The latest seen boarding the aeroplane were Padilla and John Mikel Mutantu, a Republic of Congo mechanic. The U.S. intelligence community went on the alert and searched aircraft in many countries without any result since the incident took place in the heels of the 9-11 terrorist attacks. It looked like 844AA and its crew was gone.

Robbery

Many think that for his own financial gains Padilla stole the aircraft. He was an expert at 727s and could have received training in order to fly them while technically holding a private pilot certificate. Padilla's 727 expertise is exactly why he hired him before 844AA to repair and replenish others, according to Joseph. Padilla friends claim that he flown it up to an aviation traffic along the western border of Tanzania, where he had it removed and parts sold.

Fraud in insurance

No secret, since leasing it to Irwin, that Joseph's 19727 is a thorn on his side. The two men had arranged a $1 million purchase agreement, which would have the plane paid off in full within 30 days, according to Irwin, which made a deposit of $125,000. Over a year, however, the 844AA was idle, with over $4 million in unpaid airport charges. The contract was also part of the agreement. Investigators first believed Joseph had hired Padilla to recover his losses as part of an insurance scheme. Joseph wasn't an alien in fraud, as it became apparent. The SEC charge him with falsified financial statements and defrauding investors just a few years before the Securities and Exchange Commission. He was fined and forbidden from serving again as a public officer. However, Joseph took the FBI and voluntarily took a lie detector test in this case. He went by, allowing researchers to scratch their heads.

Chipping/hijack

At the time of the 844AA disappearance, the war on terrorism was on track and only two brief years have passed since the 9/11 US attacks. Maybe when they boarded the aircraft to end the day before the scheduled flight, Padilla and Mutantu were taken hostage. If it was hijacked for unfair reasons, it would never target it and eventually the U.S. government shut down its case.

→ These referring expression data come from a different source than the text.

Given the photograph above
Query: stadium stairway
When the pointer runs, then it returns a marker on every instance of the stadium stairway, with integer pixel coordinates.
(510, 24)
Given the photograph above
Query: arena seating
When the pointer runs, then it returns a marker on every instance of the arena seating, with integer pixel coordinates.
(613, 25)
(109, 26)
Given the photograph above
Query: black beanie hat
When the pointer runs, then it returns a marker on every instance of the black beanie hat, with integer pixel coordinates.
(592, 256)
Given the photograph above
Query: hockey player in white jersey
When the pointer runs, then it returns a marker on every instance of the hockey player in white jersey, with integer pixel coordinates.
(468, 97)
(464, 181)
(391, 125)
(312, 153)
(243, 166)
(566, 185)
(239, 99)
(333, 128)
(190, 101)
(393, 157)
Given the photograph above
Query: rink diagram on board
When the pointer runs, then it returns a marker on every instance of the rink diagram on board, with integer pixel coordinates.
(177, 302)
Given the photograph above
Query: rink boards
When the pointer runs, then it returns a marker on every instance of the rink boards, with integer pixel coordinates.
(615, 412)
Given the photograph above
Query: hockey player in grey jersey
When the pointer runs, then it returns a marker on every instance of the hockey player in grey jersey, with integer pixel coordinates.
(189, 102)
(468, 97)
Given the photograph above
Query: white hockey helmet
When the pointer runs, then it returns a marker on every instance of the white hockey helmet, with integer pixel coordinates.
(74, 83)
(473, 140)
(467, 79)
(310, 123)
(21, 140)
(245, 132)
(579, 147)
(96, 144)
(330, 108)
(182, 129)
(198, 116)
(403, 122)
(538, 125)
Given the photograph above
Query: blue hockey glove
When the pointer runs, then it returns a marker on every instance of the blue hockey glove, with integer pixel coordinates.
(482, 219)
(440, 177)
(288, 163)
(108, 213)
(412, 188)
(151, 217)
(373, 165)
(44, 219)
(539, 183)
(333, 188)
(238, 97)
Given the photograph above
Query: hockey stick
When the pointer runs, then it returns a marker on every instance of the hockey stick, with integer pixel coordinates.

Who or why did it, the question is still...

Where did it go?

It would appear that 844AA disappeared literally from the radar. Some think that the Angolan Air Force shot it down across the Atlantic. Others argue that it crashed just after takeoff somewhere. No scrap was ever recovered on land or sea, either way. And no bodies were recovered to date.

Final remarks

The timing of the disappearance of the aircraft could not have been coincidental on the eve of its repossession. Padilla, a skilled navigator, pilot, mechanic and flight Engineer, stole it, or did so on Joseph's instructions for his own financial savings. 844AA was seen as descending northward and around Kinshasa, the Congo, according to the pilot of Luandan, that night. With no proof of a crash ever found, Padilla has made its destination successfully, sold the aircraft for pieces and disappeared again in the night.